Côte d'Ivoire : Après l'élection présidentielle, la poudrière prête à exploser08/12/20102010Journal/medias/journalnumero/images/2010/12/une-2210.gif.445x577_q85_box-0%2C14%2C164%2C226_crop_detail.png

Dans le monde

Côte d'Ivoire : Après l'élection présidentielle, la poudrière prête à exploser

L'élection présidentielle de dimanche 28 novembre a livré ses résultats : la Côte d'Ivoire a désormais deux présidents.

Alassane Ouatara a été proclamé vainqueur avec 54 % des voix par la Commission électorale indépendante. Mais le Conseil constitutionnel, à la solde de Laurent Gbagbo, a invalidé les votes de plusieurs départements du Nord et l'a désigné comme nouveau président avec 51 % des voix.
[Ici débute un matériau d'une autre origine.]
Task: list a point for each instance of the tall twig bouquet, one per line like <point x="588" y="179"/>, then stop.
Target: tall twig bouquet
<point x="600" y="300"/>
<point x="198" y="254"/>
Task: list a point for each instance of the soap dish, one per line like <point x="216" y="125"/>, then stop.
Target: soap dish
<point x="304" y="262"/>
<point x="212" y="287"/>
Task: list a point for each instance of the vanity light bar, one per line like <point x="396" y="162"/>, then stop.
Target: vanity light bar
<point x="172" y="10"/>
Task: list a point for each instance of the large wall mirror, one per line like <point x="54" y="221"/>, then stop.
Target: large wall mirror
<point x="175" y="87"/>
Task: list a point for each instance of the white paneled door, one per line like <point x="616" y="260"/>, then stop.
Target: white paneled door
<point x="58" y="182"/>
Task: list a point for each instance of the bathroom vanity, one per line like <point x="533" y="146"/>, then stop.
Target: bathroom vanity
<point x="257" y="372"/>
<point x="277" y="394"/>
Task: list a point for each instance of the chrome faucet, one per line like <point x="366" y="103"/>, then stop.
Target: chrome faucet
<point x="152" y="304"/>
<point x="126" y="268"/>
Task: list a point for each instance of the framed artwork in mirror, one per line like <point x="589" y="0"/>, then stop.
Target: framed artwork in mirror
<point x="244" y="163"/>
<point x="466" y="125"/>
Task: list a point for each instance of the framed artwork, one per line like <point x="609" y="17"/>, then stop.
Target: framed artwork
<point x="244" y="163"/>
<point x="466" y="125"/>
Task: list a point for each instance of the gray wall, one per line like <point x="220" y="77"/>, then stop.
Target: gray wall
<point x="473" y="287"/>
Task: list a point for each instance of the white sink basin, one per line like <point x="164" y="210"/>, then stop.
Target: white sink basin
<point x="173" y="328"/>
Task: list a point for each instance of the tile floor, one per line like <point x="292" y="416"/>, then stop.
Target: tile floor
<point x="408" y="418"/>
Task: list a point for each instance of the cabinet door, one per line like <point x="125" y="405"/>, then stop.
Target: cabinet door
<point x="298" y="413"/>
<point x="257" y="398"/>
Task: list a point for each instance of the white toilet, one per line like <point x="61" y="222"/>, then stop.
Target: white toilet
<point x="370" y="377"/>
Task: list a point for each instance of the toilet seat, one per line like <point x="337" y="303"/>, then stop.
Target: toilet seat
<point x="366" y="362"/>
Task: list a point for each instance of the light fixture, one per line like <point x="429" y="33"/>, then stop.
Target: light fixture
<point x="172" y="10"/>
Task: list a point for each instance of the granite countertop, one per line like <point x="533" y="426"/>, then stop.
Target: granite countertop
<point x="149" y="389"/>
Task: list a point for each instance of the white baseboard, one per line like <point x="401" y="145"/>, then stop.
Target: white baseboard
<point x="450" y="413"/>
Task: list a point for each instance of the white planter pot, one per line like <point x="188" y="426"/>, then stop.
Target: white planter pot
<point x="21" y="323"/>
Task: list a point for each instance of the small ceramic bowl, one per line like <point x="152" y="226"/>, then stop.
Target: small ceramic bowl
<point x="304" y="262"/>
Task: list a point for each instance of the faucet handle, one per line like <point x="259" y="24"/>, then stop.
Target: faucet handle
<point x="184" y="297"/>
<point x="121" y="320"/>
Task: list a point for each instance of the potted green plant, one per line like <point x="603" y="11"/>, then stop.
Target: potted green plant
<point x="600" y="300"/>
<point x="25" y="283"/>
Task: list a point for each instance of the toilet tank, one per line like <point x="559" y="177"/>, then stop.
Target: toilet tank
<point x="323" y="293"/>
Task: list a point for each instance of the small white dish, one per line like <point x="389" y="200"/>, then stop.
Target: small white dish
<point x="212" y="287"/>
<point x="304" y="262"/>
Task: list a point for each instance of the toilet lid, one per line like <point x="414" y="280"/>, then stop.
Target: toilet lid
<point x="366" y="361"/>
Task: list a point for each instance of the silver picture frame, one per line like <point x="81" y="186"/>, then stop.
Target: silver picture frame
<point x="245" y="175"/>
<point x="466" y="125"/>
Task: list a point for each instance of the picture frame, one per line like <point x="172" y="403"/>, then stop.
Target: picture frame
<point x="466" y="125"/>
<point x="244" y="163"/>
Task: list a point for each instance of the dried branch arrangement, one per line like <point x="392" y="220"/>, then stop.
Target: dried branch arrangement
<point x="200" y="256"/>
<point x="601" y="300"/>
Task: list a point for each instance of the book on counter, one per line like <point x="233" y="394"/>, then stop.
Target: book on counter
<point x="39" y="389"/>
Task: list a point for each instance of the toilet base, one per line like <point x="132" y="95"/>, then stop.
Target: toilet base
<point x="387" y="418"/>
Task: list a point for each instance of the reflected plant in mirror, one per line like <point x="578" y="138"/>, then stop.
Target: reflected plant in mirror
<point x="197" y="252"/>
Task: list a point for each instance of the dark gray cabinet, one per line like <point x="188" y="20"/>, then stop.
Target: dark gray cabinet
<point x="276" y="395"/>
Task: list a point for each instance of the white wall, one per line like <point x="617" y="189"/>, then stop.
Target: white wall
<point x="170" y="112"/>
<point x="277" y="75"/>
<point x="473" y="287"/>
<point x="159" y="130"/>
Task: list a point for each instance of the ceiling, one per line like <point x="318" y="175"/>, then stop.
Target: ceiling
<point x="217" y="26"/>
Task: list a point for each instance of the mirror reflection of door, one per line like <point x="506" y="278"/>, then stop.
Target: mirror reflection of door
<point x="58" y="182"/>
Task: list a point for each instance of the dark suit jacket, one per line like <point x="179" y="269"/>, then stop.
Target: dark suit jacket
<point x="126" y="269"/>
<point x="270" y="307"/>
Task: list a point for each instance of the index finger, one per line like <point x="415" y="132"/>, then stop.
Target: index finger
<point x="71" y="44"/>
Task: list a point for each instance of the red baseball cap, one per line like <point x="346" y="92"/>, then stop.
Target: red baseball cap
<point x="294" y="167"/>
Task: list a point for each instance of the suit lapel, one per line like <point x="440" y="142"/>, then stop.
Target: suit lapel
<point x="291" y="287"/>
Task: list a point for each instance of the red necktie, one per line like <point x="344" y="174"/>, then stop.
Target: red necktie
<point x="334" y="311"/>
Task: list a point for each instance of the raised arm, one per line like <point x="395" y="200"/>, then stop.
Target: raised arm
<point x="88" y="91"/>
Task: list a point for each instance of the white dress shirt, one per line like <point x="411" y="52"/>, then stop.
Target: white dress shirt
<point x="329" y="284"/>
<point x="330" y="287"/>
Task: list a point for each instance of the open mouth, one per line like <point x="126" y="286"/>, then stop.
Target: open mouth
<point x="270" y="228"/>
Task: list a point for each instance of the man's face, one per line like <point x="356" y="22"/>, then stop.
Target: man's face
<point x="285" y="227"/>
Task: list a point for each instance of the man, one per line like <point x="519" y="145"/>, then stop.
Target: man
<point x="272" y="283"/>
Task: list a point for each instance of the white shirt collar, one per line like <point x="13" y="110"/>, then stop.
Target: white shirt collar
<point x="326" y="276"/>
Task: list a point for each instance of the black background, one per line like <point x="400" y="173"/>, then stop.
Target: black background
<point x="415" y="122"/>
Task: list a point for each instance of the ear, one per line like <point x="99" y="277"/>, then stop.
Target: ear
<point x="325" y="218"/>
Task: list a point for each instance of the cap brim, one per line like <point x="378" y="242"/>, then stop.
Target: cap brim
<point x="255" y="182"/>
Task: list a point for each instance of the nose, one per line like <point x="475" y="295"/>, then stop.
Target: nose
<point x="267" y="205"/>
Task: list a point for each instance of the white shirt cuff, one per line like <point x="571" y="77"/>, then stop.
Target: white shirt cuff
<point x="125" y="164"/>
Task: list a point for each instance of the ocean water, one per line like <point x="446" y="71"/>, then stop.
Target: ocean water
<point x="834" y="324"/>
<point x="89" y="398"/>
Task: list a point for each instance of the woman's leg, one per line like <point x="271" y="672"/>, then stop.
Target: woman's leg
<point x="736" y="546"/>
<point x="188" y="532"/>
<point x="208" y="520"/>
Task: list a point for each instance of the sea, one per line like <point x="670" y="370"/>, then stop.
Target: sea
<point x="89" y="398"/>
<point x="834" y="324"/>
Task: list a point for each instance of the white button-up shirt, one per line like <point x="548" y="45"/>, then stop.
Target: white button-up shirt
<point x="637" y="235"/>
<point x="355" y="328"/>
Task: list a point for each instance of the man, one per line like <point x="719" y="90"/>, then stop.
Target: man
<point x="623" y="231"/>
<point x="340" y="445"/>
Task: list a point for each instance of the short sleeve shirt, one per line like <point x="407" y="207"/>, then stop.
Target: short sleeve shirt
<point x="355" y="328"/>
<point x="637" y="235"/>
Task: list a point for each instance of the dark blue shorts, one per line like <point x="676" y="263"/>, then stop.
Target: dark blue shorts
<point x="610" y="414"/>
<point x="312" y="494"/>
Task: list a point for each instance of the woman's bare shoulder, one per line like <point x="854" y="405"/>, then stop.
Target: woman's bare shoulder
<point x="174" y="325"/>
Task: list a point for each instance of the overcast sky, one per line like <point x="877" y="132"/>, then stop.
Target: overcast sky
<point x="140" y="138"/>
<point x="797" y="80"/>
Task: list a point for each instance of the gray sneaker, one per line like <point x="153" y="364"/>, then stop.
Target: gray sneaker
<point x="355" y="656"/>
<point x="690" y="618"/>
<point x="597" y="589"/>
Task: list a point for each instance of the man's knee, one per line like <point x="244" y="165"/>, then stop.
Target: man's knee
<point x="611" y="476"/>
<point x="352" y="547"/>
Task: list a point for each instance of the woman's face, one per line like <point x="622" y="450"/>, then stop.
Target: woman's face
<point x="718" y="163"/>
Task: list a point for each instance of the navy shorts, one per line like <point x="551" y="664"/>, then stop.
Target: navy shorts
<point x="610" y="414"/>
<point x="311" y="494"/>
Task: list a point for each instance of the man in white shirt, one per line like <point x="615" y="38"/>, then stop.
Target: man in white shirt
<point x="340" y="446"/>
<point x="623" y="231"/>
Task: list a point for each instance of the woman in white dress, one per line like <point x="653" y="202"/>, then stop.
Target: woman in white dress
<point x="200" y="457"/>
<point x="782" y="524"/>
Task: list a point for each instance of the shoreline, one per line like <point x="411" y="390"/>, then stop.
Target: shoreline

Les États-Unis, la France et la plupart des pays occidentaux ont choisi de soutenir Ouatara. La radio de l'ONU diffuse des messages annonçant que le président élu est bien Ouatara. Mais ce n'est pas cela qui va changer la situation dans le pays, divisé depuis des années entre la région du Nord, contrôlée par les armées rebelles, et le Sud avec Abidjan contrôlé par les troupes de Gbagbo.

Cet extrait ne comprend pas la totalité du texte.